她現在已經不是剛來的時候了,她可以適應鬼界的生活節奏了,既然已經適應了,那就沒必要讓繼續讓別人照顧着了。
所以,她只是想回鬼淵拿回身體而已,沒有了留在那裏的念頭。
只不過,離開了那裏,她又能去哪兒呢!
想着想着她就來到了樓頂。
南何暫時將思緒收回,她緊了緊抱着那兩壇酒的手,徑直踩在房瓦上,走到了可以供她坐下的地方。
等她坐在房頂上,當即打開了一壇酒的酒封。
沒有記憶中的香醇酒氣撲面而來,那壇中的酒就像是一潭死水一樣,除了能倒影出她的臉外,讓南何什麼都感覺不到。
酒是苦的,只一口,那苦味就在她口腔中蔓延開來,然後傳遍整個味蕾。
到最後,南何甚至覺得自己就連呼吸都是苦的。
她盯着手裏的酒罈子看了許久,送到嘴邊猛灌了幾口后,抱着酒罈子往後躺去。
繁星,皓月,清風,花香。
雖然她喝到的酒並不怎麼樣,但是現在這個環境卻是讓她舒服的很。
南何乾脆放空思緒,愜意的閉上了眼睛。
耳邊是熱鬧的人聲,遠處還有山間溪水流動的聲響,涼風吹過她的臉頰,卻吹不散她因為喝酒而生出的紅,還有那雙迷離的眼睛。
許是因為有着心事的緣故,不過半壇酒下肚,她竟覺得自己有些醉了。
這個念頭一出,南何沒有忍住勾起唇角自嘲了一聲,然後抬眼看着那離她很遠的月,以及觸不到的星。
夜色好美啊!
如果有可能的話,她想繼續躺在這裏賞月、看星、喝酒,但是那雙放在她儲物袋中的眼睛卻是在這個時候突然有了反應。
那雙眼睛是齊為淵的妖丹,它會有反應,就證明着齊為淵的身體在這附近。
意識到這一點時,南何就沒有再繼續躺着。
她坐起身來,又朝嘴裏灌了幾口酒,然後捏訣抹去氣息,施法在附近找了起來。
祁陣從外面回來的時候,天已經快要亮了。
此時客棧里只剩下蛇妖一個人百無聊賴的趴在櫃枱上。
見他回來時,她瞬間兩眼發光,直起了身來。
“小郎君,你回來了。
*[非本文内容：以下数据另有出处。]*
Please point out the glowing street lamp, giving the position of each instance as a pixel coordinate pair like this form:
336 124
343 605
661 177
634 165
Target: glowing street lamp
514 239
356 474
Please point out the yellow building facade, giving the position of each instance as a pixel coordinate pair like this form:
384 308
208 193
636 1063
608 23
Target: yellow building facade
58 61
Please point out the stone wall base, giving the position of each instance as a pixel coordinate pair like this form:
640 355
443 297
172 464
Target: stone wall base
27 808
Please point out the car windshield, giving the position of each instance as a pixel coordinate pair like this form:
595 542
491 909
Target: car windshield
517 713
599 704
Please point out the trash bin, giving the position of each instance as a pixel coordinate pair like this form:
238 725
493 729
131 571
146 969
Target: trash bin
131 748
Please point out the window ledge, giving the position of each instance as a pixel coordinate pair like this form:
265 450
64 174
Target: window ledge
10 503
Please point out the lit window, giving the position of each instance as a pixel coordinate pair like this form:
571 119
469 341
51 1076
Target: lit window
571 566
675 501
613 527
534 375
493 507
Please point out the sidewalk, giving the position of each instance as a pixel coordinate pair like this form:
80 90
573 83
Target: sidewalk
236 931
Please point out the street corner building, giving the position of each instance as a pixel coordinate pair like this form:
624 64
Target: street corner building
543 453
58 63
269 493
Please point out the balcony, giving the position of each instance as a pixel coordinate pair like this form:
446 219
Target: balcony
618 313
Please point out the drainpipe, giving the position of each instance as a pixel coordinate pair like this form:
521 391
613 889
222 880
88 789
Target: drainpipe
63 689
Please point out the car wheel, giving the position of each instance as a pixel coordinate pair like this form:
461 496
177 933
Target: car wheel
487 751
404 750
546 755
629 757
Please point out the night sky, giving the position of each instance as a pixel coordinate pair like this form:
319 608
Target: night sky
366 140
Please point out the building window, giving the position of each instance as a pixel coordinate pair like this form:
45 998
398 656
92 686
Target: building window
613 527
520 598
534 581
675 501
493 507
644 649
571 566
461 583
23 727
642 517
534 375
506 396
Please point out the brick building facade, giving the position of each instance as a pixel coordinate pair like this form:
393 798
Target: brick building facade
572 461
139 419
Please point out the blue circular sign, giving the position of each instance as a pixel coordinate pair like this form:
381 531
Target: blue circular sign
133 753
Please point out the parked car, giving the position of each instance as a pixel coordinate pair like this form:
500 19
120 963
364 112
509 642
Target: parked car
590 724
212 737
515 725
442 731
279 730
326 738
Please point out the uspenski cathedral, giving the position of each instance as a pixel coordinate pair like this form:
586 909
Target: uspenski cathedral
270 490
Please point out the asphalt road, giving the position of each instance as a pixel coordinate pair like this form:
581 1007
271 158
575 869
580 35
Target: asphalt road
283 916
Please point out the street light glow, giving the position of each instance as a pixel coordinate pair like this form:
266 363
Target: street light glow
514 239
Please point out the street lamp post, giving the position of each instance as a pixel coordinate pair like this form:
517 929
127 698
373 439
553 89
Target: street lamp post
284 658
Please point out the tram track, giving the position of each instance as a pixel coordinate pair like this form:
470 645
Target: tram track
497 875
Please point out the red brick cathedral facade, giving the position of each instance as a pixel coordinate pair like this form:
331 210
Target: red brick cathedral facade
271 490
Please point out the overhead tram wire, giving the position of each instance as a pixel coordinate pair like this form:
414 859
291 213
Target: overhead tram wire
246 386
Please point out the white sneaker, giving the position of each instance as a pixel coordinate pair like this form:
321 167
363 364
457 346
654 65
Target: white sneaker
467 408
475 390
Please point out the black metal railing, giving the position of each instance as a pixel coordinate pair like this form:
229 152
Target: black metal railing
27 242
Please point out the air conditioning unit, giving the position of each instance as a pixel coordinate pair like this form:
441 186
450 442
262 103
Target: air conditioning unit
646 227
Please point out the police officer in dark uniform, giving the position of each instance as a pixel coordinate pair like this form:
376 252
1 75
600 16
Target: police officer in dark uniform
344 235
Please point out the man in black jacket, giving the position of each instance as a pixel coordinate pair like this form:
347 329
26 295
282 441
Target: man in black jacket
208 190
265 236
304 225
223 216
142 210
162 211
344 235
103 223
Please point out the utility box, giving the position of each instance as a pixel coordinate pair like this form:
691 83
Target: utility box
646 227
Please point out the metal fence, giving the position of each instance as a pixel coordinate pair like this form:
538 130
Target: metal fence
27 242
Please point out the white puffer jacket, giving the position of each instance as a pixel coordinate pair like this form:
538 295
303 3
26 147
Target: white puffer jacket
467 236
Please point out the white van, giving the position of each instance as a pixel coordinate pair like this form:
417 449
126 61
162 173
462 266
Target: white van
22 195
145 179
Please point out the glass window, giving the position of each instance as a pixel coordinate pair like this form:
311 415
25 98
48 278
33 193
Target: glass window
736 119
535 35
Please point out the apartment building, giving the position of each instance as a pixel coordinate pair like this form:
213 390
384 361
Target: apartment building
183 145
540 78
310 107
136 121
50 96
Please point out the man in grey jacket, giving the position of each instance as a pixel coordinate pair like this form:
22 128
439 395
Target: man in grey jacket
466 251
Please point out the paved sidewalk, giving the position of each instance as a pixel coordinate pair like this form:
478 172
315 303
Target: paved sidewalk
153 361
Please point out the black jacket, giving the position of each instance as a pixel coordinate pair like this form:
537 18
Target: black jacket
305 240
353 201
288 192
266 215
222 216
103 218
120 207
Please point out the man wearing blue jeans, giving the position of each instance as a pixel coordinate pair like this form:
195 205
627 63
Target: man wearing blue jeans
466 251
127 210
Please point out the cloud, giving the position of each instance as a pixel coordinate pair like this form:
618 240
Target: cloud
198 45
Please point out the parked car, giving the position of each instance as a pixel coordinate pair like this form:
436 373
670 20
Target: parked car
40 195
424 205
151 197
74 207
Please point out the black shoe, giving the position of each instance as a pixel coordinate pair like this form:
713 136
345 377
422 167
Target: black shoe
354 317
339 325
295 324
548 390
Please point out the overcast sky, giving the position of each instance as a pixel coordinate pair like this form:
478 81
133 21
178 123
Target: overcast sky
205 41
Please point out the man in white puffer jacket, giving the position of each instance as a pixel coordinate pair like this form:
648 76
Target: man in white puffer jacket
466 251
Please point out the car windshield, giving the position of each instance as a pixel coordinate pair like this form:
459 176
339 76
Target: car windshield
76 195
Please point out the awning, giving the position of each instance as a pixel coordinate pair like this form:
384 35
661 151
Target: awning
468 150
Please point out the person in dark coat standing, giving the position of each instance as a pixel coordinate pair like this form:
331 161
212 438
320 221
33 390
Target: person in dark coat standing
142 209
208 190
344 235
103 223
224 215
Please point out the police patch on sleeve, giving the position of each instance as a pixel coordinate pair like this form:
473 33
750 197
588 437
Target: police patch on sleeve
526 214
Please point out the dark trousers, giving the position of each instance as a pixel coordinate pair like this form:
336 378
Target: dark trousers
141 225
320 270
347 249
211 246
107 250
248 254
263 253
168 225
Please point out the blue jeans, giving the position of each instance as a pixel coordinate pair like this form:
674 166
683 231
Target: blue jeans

”
原本祁陣並沒有要理會她的意思,但是她既然開口了,他就不能拂了她的顏面。
於是,他在往樓梯口走去,經過櫃枱邊上時,停頓了下。
視線落在蛇妖臉上,雖然眼中並沒有她,但是不管怎麼說,現在他都是看着她的,
“嗯,天快亮了,現在外面已經沒有什麼好玩的了,所以回來睡覺。”
他知道自己該以哪種態度面對她,所以在和她說話的時候,並沒有讓她覺得不舒服。
因為這個緣故,原本蛇妖就打算將南何買她酒喝的消息告訴他了,誰承想就在她說出口之際,祁陣再一次說道:“抱歉啊姐姐,我今夜有些累了,就先回去休息了。”
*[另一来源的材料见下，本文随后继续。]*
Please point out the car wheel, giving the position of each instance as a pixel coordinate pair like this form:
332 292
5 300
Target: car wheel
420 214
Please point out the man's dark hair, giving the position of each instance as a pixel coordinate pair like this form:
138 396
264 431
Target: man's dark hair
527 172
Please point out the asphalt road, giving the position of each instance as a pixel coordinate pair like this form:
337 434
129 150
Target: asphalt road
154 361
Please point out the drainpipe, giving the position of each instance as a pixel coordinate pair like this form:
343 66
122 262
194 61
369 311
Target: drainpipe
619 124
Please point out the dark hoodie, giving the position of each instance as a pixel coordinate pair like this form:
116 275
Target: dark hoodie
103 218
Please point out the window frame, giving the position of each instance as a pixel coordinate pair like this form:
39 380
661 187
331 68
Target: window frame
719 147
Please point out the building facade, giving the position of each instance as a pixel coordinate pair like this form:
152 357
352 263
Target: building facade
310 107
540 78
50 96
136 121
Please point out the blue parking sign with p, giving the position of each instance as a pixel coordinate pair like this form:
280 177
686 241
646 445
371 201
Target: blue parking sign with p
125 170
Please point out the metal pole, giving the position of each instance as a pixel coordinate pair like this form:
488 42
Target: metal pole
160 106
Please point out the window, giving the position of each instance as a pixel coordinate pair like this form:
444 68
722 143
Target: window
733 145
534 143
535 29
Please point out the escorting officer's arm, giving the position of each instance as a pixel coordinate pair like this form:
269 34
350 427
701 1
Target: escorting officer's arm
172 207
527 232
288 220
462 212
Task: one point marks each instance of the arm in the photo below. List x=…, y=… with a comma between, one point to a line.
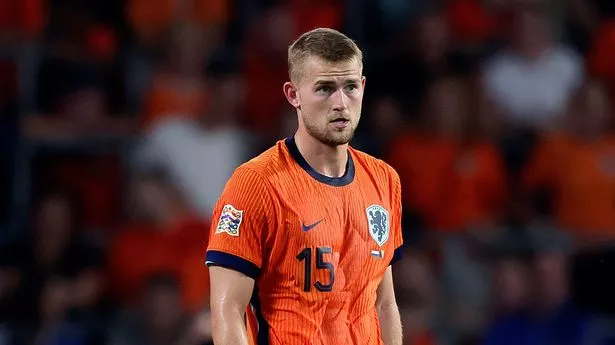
x=388, y=313
x=230, y=295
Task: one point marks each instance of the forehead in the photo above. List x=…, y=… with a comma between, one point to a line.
x=315, y=68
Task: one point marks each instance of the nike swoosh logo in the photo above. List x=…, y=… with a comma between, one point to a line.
x=307, y=228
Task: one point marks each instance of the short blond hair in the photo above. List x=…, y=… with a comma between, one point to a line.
x=327, y=44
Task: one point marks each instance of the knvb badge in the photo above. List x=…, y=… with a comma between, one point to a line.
x=230, y=220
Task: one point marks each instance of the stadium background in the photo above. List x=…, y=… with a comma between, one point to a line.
x=121, y=120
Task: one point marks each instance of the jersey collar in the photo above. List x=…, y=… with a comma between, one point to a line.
x=344, y=180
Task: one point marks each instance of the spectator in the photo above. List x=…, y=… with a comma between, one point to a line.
x=532, y=79
x=173, y=237
x=454, y=178
x=573, y=168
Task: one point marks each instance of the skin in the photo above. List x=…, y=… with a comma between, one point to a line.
x=324, y=92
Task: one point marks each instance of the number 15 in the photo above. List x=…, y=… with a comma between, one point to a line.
x=306, y=255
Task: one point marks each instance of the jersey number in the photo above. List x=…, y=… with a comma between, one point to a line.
x=306, y=256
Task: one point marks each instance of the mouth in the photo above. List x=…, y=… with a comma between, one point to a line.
x=340, y=123
x=340, y=120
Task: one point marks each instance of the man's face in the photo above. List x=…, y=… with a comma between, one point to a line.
x=329, y=96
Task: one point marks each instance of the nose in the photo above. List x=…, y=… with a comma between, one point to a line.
x=340, y=100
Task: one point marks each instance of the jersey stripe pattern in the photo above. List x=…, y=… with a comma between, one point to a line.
x=316, y=246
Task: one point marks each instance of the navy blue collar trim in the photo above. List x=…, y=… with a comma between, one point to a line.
x=346, y=179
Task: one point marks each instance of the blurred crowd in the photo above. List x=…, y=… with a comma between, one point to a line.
x=120, y=121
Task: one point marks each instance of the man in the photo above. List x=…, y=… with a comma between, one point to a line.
x=304, y=234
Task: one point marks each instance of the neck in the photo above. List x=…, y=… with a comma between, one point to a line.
x=326, y=160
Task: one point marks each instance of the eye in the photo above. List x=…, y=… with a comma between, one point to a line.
x=351, y=87
x=324, y=89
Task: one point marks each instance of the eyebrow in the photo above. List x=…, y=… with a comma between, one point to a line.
x=331, y=82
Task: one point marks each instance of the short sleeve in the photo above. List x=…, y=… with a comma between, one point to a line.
x=240, y=224
x=396, y=229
然後根本不等她說什麼,就直接轉身繼續朝樓梯口走去了。
蛇妖起初沒有反應過來,等她回過神來時,祁陣的身影已經消失在一樓了。
若是這個時候,他能多留一會兒,就能知道南何根本不在房間,而是去了屋頂。
如果他真的知道的話,就會上去找她,然後就能發現她已經不在屋頂上了。
南何在察覺到葉秋風的氣息時,就直接施法追了上去,這一追一直追到現在都沒有什麼消息。
她在不須山的那些林子間穿梭着,感受着葉秋風現在所在的位置,但是因為他一直在移動的緣故,她根本定不到他的位置,也就找不到他。
就這樣被他引着在林子裏跑了將近一個時辰,她終於覺得累了,找了處隱蔽的地方,坐下來休息了起來。
她知道葉秋風是故意將她引到這裏來的,卻想不明白他為何要這樣做。
如果換做之前的話,她可能還會陪着他玩玩,但是她此時已經完全沒有了繼續被他牽着鼻子走的意思,她坐在地上休息了會兒,然後直接躺了下去。
這一躺,再起來時,天就亮了。
不須山又從熱鬧中再次歸為一片死寂,那些妖怪們結束了屬於他們的夜生活,現在不須山迎來的,是一群並不安分的傢伙,以及一個嗜血的變態。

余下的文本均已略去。